LLM Provider Integration¶
Comprehensive guide to all supported LLM providers in LionAGI.
OpenAI¶
Setup¶
Set your OpenAI API key:
Or use a .env
file:
Basic Usage¶
from lionagi import Branch, iModel
import asyncio
async def main():
# Using GPT-4o-mini (recommended for development)
branch = Branch(chat_model=iModel(provider="openai", model="gpt-4o-mini"))
response = await branch.communicate(
"Explain the difference between async and sync programming in Python"
)
print(response)
asyncio.run(main())
Advanced Configuration¶
from lionagi import Branch, iModel
# Custom OpenAI configuration
config = {
"model": "gpt-4o-mini",
"temperature": 0.7,
"max_tokens": 2000,
"top_p": 0.9,
"frequency_penalty": 0.1,
"presence_penalty": 0.1
}
async def main():
session = Session(
imodel="gpt-4o-mini",
**config
)
# Multi-turn conversation with memory
await session.chat("I'm building a web scraper in Python.")
response = await session.chat("What libraries should I use for handling JavaScript?")
print(response)
Streaming Responses¶
from lionagi.session import Session
async def stream_chat():
session = Branch(chat_model=iModel(provider="openai", model="gpt-4o-mini"))
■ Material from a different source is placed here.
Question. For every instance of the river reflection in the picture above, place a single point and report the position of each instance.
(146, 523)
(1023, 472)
async for chunk in session.chat_stream(
"Write a short story about AI agents working together"
):
print(chunk.content, end="", flush=True)
print() # New line at the end
asyncio.run(stream_chat())
Function Calling¶
from lionagi.session import Session
from lionagi.tools.base import Tool
from pydantic import Field
from typing import Dict, Any
class WeatherTool(Tool):
"""Get current weather for a location."""
location: str = Field(description="City name")
async def call(self) -> Dict[str, Any]:
# Simulate API call
return {
"location": self.location,
"temperature": "22°C",
"condition": "Sunny",
"humidity": "45%"
}
async def function_calling_example():
session = Branch(chat_model=iModel(provider="openai", model="gpt-4o-mini"))
session.register_tool(WeatherTool)
response = await session.chat(
"What's the weather like in Tokyo? Format it nicely."
)
print(response)
asyncio.run(function_calling_example())
Troubleshooting¶
- Rate Limits: Use exponential backoff (built into LionAGI)
- Token Limits: Monitor token usage with
session.get_token_count()
- API Errors: Check API key validity and billing status
- Timeout Issues: Increase timeout in session configuration
Anthropic¶
Setup¶
Basic Usage¶
from lionagi.session import Session
async def claude_example():
# Using Claude 3.5 Sonnet
session = Branch(chat_model=iModel(provider="anthropic", model="claude-3-5-sonnet-20241022"))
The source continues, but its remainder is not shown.